Además de San Luis Potosí, en la parte alta del ranking también se ubican Querétaro, con Mauricio Kuri y 67.3 por ciento de aprobación; Guanajuato, con Libia García y 62.6 por ciento; y Aguascalientes, con María Teresa Jiménez y 61.9 por ciento.

Con esos niveles, los cuatro estados se colocan por encima del umbral de 60 por ciento, dentro del grupo de mandatarios con mayor respaldo ciudadano. En contraste, buena parte de las entidades del país se mueve en rangos de entre 45 y 55 por ciento, lo que refuerza la lectura de que el Bajío mantiene una posición destacada en términos de percepción pública del desempeño gubernamental.

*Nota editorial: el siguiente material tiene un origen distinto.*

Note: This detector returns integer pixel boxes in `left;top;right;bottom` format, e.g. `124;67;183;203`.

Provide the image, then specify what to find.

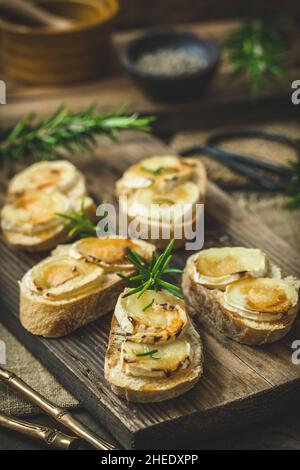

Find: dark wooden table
0;409;300;450
0;16;300;450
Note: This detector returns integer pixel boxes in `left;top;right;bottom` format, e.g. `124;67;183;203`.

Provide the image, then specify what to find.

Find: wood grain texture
0;133;300;448
0;21;300;129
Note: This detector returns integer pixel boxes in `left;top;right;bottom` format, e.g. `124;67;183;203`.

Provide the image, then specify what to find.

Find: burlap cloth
0;122;300;416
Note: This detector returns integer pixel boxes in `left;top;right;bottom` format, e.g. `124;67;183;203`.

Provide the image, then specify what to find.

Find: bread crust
3;201;96;253
20;274;124;338
182;256;298;345
19;236;155;338
104;316;203;403
115;158;207;249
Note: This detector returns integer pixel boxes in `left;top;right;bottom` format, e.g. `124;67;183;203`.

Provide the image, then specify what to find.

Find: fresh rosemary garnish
0;106;154;171
119;240;183;299
56;199;97;238
143;299;155;312
226;16;285;97
136;349;160;360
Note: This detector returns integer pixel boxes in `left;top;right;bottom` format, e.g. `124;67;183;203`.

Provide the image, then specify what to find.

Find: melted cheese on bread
121;339;191;377
224;277;299;321
1;191;71;235
118;156;192;190
8;160;86;197
194;247;269;290
115;289;187;344
22;256;103;301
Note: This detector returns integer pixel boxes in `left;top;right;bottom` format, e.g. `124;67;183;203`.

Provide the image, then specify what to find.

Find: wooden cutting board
0;133;300;449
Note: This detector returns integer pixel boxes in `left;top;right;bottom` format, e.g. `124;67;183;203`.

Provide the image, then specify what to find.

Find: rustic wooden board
0;20;300;133
0;133;300;448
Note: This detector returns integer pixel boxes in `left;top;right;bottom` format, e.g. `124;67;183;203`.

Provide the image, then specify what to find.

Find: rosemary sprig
143;298;155;312
119;240;183;299
0;106;154;171
56;199;97;238
225;16;285;97
136;349;160;360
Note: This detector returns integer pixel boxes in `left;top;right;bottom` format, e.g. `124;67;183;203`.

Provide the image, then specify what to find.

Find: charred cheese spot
70;237;149;271
115;290;187;344
121;340;191;377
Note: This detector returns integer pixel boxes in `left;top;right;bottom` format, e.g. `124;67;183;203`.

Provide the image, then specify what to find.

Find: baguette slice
19;241;154;338
1;160;96;252
104;316;203;403
116;157;207;249
3;197;96;253
182;255;299;345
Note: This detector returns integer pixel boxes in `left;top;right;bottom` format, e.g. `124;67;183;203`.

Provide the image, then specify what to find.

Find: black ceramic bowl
122;29;220;102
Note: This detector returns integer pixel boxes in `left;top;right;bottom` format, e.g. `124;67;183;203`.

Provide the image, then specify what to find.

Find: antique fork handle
0;413;80;450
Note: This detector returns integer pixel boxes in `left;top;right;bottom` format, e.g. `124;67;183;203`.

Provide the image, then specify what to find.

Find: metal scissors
180;130;300;191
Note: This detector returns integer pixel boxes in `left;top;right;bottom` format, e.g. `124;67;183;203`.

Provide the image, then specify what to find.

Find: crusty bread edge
104;316;203;403
2;198;96;253
182;256;298;345
115;158;207;250
20;276;125;338
20;237;155;338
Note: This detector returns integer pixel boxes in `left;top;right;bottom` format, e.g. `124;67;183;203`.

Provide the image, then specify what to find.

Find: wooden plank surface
0;20;300;133
0;133;300;448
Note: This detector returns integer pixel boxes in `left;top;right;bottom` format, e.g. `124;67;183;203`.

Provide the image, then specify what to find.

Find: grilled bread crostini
1;161;96;251
182;247;300;345
8;160;87;199
20;237;154;337
116;156;206;248
105;290;203;403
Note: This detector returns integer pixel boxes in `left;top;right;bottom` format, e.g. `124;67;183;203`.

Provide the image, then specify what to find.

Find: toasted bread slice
105;316;203;403
19;237;154;338
7;160;87;200
116;157;207;249
182;255;299;345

La diferencia regional también resalta al comparar estos datos con otras zonas del país, donde varios estados del sureste y del norte aparecen por debajo de 50 por ciento. Frente a ese escenario, el Bajío concentra gobiernos con niveles de aprobación más altos y, en consecuencia, con una percepción pública más favorable.

Dentro de este bloque, San Luis Potosí sobresale incluso frente a sus vecinos regionales. La aprobación de Ricardo Gallardo Cardona supera por casi cuatro puntos a la de Querétaro y por cerca de diez puntos a las de Guanajuato y Aguascalientes, lo que lo coloca no solo como primer lugar nacional, sino también como la figura mejor evaluada dentro de la propia región.

El comportamiento del Bajío también resulta relevante por su diversidad política. Querétaro, Guanajuato y Aguascalientes son gobernados por el PAN, mientras que San Luis Potosí es encabezado por el PVEM. Esto sugiere que los niveles de aprobación observados no responden a una sola fuerza partidista, sino a dinámicas de gobierno y percepción construidas en cada entidad.

En términos políticos, la concentración de altos niveles de aprobación en el Bajío puede traducirse en un entorno de mayor estabilidad regional, con gobiernos que llegan a futuros procesos electorales en condiciones menos desgastadas que en otras zonas del país. También abre la posibilidad de que estas administraciones tengan mayor capacidad de influencia en dinámicas políticas interestatales.

Más allá del liderazgo individual de San Luis Potosí, los datos de FactoMétrica muestran que el Bajío opera actualmente como un corredor de alta aprobación gubernamental. En ese contexto, el estado potosino no solo encabeza la medición nacional, sino que lidera una de las regiones con mejor evaluación ciudadana en México.

El dato perfila un punto de partida relevante: en el Bajío, los gobiernos estatales llegan al escenario político con niveles de respaldo superiores al promedio nacional, aunque la aprobación, por sí sola, no garantiza resultados electorales.